估計這是哪裡出事了,那老頭就想,於是他慌忙關上了院門自己一扭頭就回了屋。
可是他剛剛拉開了屋門卻想起自己的尿桶還沒有倒呢。
那尿桶現在是不能倒的,可是也不能放在院子裡啊,否則過一會兒那尿桶肯定就得凍實撐了!
那可不行,那今天晚上那尿桶還得接着用呢!
所以,他也只能回身又把尿桶拎進了屋子。
“你這是嘎哈?那誰家倒完了尿桶還放在自家的屋子裡頭?”已是起牀正在洗臉的他的老婆子就責怪他道。
這老頭家是鄰街的,所以自然也是做點小買賣,他家卻是開了個雜貨鋪。
那誰家開雜貨鋪尿桶不倒卻放在屋子裡?然後有人來買東西一聞屋子裡卻是一股子尿騷味兒,你當那是醬油嗎?

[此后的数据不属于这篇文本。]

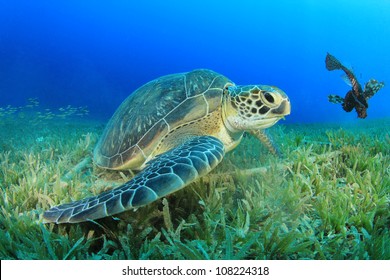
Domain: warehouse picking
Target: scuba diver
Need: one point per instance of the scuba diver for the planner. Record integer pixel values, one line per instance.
(356, 97)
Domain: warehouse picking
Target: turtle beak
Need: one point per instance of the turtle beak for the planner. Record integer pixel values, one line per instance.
(283, 109)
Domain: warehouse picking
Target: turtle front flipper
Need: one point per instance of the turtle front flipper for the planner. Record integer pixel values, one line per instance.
(165, 174)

“外面有兵,好象出啥事了,等會兒再倒!”那老頭也只能解釋道。
他這麼一說,他老婆子自然不吭聲了。
老兩口就在自家屋子裡窩着,直到街上沒了動靜,那老頭子才拎着尿桶出去倒了。
而這時寒氣逼人的大街上已經沒有了軍隊的影子。
可是那老頭卻總覺得心裡又些忙的慌,往常本應當敞開的院門他就沒有開卻是在裡面給劃上了。
他那老婆子倒也沒有說什麼,這個世道太亂那小心一些總是好的。
只是那老頭在屋裡坐到炕沿上還沒有把屁股坐穩當呢,就隱隱聽到自家院門被砸的“砰砰”的響。
那老頭與他老婆子交換了下眼神都感覺到裡心有了一絲不安。
可是,有人砸門自己不開門怎麼行?
於是,那老頭終究壯着膽子去開院門。
待到他打開院門就見有一個穿着一身黃軍裝的人正站在門口,那拳頭卻是又舉起來了,顯然還要砸門。
可是一看那個人,那老頭反而不害怕了。
因爲,敲門的是一個滿洲國軍的士兵,他是認識的,因爲那是胡叭叭
“老薑頭,你家鋪子不開了?你打算讓我給你拆了是不?”胡叭叭氣道。
“開、開、開!”老頭答道,就一邊往屋子裡讓人。
“你家那個高梁酒還有沒有?給我打兩斤。”胡叭叭就問。
“有啊!”老頭忙答,接着就問道,“胡爺,您這大早晨的買什麼酒啊?”
僞軍也好,日軍也罷,倒是常有來他家打酒的,所以那老頭和這些酒徒那自然是熟悉的。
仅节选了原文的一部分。